On the other hand, as it is well known, if you have too many bananas you are going to create a black hole immediately. No sunshine there!
Moreover, not only the size, composition matters as well. If you have only – let’s say enough rocks for thousand Earths, you’ll never get a star either, because there is no fusion material there, to give the pile a certain fire?
Things are more complicated. There are fission materials even in bananas. And every star is not only a thermonuclear reactor where the fusion is going on, every star is a combined fusion-fission reactor. For a deuterium atom at least, it may decay before it is fussed. But there is a plenty of heavier elements in an average star, which also decay and contribute a little to the energy output.

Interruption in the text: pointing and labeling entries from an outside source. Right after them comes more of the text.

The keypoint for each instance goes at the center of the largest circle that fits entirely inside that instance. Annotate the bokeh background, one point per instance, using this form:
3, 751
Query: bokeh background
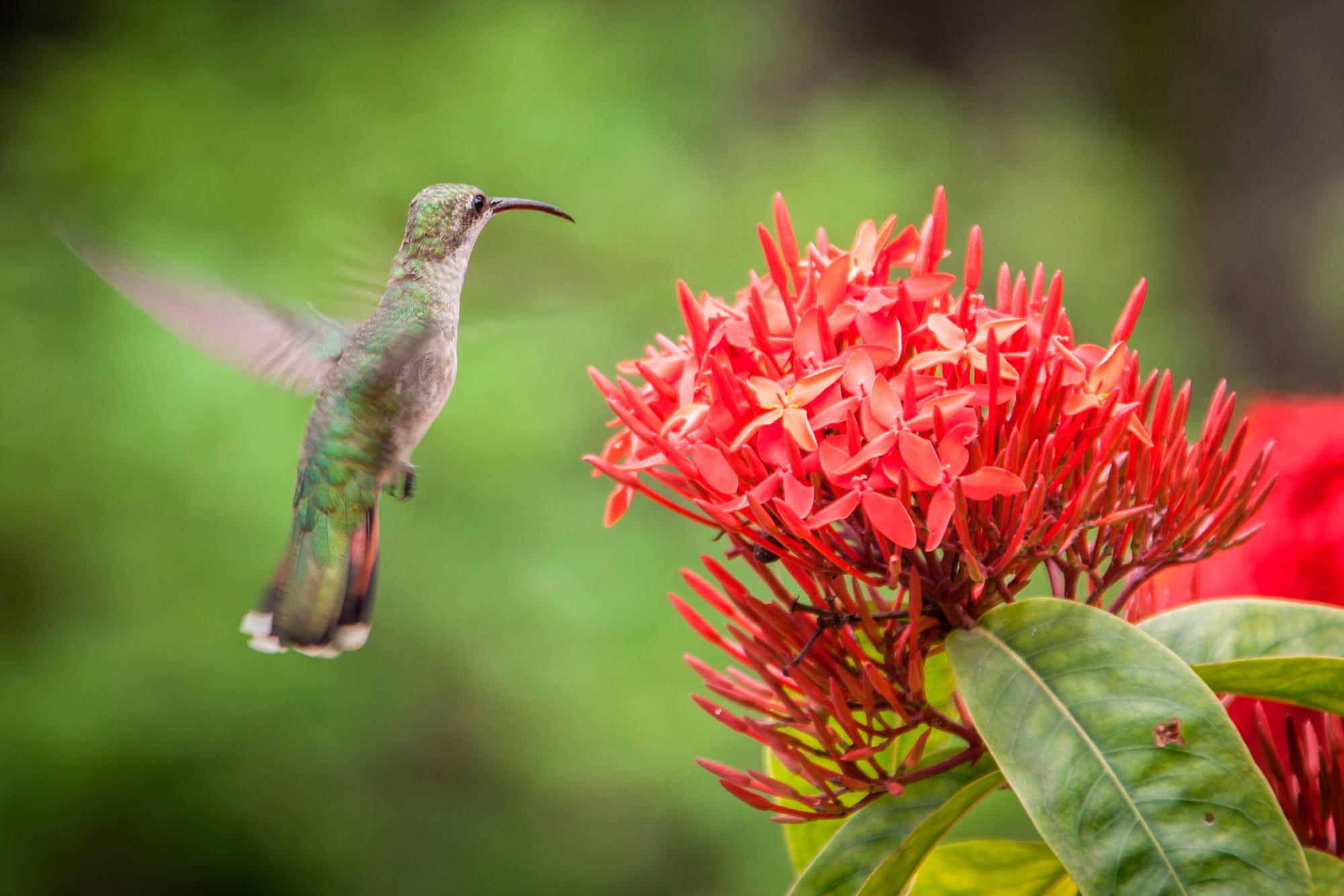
519, 721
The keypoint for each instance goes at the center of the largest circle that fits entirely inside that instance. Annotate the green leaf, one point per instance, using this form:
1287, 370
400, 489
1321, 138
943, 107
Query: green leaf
1068, 699
881, 846
1327, 872
1287, 651
804, 842
1001, 867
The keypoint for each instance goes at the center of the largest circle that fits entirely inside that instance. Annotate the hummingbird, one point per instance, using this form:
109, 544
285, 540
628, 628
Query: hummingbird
381, 385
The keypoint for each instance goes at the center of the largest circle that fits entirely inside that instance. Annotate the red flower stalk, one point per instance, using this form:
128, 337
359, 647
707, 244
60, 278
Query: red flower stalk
911, 452
1298, 557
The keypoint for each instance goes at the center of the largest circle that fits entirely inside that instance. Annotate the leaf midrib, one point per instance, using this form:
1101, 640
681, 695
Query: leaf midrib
1091, 744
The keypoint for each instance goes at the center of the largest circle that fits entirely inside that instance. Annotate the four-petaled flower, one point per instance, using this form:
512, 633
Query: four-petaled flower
787, 405
943, 471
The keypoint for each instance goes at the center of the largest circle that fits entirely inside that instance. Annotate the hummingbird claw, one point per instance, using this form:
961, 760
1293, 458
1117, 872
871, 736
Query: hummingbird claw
405, 490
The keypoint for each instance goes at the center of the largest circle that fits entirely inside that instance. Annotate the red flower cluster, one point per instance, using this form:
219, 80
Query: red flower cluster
1298, 557
912, 453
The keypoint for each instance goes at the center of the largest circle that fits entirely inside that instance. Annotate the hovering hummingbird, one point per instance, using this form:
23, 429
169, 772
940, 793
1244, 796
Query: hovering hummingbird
381, 384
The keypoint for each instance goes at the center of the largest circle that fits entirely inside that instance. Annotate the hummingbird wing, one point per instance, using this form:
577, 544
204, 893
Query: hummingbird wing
294, 350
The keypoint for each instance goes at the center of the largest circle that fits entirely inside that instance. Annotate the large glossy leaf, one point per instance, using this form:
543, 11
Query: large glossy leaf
1001, 867
1072, 702
1286, 651
1327, 874
881, 846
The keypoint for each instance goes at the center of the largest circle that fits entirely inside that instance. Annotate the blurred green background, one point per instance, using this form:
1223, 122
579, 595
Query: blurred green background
519, 722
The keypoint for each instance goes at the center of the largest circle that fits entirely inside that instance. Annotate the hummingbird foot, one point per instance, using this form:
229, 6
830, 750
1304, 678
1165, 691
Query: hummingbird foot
405, 488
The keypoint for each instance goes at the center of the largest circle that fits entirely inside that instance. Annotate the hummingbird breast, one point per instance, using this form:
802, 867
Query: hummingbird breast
423, 389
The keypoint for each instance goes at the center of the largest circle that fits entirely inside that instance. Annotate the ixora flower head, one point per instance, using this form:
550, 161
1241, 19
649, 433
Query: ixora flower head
893, 455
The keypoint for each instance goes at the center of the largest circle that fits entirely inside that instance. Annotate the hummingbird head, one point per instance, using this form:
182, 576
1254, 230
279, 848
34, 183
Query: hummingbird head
446, 220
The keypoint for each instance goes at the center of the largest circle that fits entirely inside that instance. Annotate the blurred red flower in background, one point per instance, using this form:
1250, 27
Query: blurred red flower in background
911, 453
1298, 555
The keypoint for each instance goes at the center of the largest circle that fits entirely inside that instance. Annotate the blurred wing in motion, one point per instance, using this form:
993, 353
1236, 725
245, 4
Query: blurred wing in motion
296, 351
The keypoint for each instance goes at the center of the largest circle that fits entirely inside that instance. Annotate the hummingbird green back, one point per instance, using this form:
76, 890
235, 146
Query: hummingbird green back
381, 385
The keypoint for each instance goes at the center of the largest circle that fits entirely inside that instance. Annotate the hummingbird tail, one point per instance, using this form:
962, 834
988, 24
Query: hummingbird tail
321, 605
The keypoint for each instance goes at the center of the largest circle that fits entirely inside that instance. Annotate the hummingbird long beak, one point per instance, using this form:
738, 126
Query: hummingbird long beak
506, 205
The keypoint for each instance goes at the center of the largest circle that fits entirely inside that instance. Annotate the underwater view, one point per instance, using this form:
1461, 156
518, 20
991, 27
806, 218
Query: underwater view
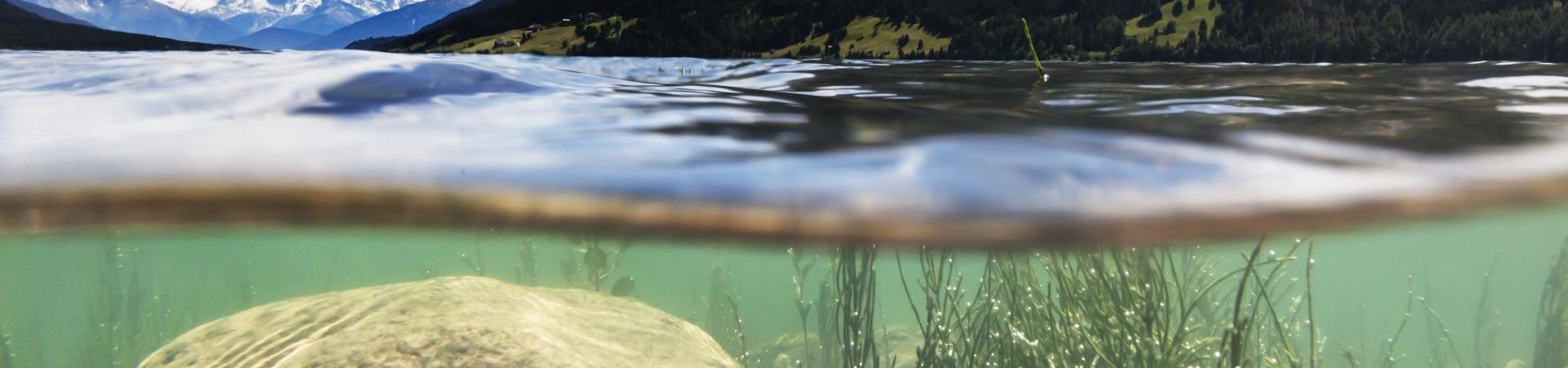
378, 209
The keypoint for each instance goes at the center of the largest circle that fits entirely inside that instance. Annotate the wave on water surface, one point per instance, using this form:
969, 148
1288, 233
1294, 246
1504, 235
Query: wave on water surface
867, 141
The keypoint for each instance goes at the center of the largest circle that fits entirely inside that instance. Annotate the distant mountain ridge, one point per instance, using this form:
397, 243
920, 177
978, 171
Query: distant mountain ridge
399, 22
274, 40
146, 18
47, 13
220, 20
1134, 30
20, 29
314, 16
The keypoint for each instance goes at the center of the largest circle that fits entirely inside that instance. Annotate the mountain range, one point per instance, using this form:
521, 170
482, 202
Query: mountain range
24, 27
264, 24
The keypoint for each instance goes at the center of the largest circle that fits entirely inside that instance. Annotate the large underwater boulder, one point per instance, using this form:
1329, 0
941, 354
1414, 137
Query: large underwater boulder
451, 321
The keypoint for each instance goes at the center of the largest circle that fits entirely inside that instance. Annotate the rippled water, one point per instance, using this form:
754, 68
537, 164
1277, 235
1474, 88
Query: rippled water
902, 142
898, 155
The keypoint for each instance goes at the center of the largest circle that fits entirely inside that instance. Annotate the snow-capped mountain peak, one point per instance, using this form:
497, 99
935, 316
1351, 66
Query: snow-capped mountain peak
317, 16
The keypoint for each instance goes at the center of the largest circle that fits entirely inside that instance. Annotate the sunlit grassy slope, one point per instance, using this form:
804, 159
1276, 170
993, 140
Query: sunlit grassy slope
872, 35
549, 41
1189, 20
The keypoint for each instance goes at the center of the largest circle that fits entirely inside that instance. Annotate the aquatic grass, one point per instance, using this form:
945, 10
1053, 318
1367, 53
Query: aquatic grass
127, 318
528, 269
1131, 307
1487, 329
940, 284
596, 265
1551, 327
1392, 345
802, 272
722, 316
1312, 315
7, 357
857, 306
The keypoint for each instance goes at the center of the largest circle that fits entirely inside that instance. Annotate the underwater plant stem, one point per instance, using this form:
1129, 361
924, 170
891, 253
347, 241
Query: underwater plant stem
1445, 330
1392, 342
857, 276
1486, 330
1233, 337
741, 330
1312, 316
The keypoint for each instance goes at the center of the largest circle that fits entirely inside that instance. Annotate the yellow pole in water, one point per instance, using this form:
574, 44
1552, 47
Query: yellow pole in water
1031, 37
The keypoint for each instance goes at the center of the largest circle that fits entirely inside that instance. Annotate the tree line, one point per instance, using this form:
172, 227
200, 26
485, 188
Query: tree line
1245, 30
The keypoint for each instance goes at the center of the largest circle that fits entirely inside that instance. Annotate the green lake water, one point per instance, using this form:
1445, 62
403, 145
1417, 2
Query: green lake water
110, 296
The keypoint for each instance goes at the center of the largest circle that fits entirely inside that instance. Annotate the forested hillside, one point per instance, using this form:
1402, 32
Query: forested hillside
20, 29
1186, 30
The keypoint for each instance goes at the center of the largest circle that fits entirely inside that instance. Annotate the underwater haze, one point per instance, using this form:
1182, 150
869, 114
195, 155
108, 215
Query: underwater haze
1106, 214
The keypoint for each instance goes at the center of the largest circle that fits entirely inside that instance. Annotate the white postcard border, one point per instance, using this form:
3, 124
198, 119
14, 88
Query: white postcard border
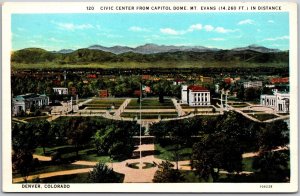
69, 7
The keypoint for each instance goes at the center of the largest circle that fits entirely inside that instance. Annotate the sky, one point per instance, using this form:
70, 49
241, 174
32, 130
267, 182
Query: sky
214, 30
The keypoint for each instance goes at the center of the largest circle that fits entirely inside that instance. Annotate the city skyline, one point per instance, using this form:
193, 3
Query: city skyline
213, 30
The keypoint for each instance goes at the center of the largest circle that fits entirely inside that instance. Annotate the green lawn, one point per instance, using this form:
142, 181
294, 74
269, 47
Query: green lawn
150, 115
168, 152
151, 104
51, 167
68, 153
34, 119
106, 101
185, 106
75, 178
240, 106
263, 117
132, 64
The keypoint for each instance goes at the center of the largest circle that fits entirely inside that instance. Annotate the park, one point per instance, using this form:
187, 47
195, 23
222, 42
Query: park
145, 140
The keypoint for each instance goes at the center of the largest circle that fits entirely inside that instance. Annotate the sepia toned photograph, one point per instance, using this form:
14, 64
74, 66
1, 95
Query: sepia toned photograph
149, 95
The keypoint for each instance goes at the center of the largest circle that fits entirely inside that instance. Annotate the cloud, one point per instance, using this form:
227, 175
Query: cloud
247, 21
208, 28
217, 39
195, 27
277, 38
192, 28
52, 39
223, 30
170, 31
72, 26
138, 29
21, 29
31, 41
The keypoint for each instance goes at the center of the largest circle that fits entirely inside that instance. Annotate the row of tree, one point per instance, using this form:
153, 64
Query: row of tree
113, 138
218, 144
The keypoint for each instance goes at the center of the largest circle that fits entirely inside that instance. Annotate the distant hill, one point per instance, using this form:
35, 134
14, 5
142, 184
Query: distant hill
95, 56
150, 49
256, 48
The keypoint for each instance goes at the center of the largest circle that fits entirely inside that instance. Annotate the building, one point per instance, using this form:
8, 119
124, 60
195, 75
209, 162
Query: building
279, 80
252, 84
279, 101
228, 80
195, 95
91, 76
60, 90
206, 79
25, 102
103, 93
146, 77
178, 82
73, 91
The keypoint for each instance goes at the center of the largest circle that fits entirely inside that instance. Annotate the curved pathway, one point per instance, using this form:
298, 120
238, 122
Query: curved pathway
131, 175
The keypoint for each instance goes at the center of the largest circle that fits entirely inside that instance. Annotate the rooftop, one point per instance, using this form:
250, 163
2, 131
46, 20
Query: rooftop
195, 88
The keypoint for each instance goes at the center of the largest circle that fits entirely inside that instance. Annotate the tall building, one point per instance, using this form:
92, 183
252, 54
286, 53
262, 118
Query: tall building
253, 84
25, 102
195, 95
279, 101
60, 90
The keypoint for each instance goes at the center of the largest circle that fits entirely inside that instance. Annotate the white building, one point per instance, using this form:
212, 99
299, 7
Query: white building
279, 101
25, 102
253, 84
60, 90
195, 95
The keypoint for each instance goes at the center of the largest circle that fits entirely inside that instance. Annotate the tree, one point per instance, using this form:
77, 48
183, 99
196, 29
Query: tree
23, 144
114, 141
166, 173
215, 152
43, 131
273, 135
77, 133
161, 88
252, 94
102, 174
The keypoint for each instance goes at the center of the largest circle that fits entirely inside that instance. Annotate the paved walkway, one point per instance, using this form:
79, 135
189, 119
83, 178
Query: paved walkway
122, 107
131, 175
178, 107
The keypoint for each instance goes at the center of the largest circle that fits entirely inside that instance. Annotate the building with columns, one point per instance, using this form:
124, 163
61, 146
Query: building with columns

If there are uranium and thorium inside Earth, they are in our Sun as well. The whole fission chain in fact. The majority of the energy of our Sun comes from the fusion, though.
Now, smaller objects like the Earth are almost exclusively fission powered from inside. Are smaller objects like Mars or the Moon cold inside? Not because they have exhausted their fuel, but because their ratio between surface and volume is such, that the produced heat escapes more easily. Still it is quite hot in the center of the Moon. Only the cold crust is relatively (and absolutely!) thicker in the Moon’s case. Fires of radioactivity are still burning there. Why would they have stopped, it’s not their time yet.
The crusts of objects like Earth or Venus are thinner for purely geometric reasons – surface/volume ratio. If you put a thousand Earths worth of granite in one place, you would get a Jupiter of molten lava. The crust would be red hot, a lava ocean!
Why? The bigger a granite planet, the more watts of power it produces by fission. When it is big enough, 1000 or more degrees Celsius hot surface is needed to emit this heat further to the cold space.
These kind of objects are likely among those “hot jupiters” around many stars. Particularly those not so near to its star, but still very hot. They are in fact small fission stars.
But for the smaller fission starts like Venus or Earth, they are hot several kilometers deep, and all the way to the center. To reach the hot spots, you must dig through rocks on Earth, or dive through tens of kilometers of gases on Venus.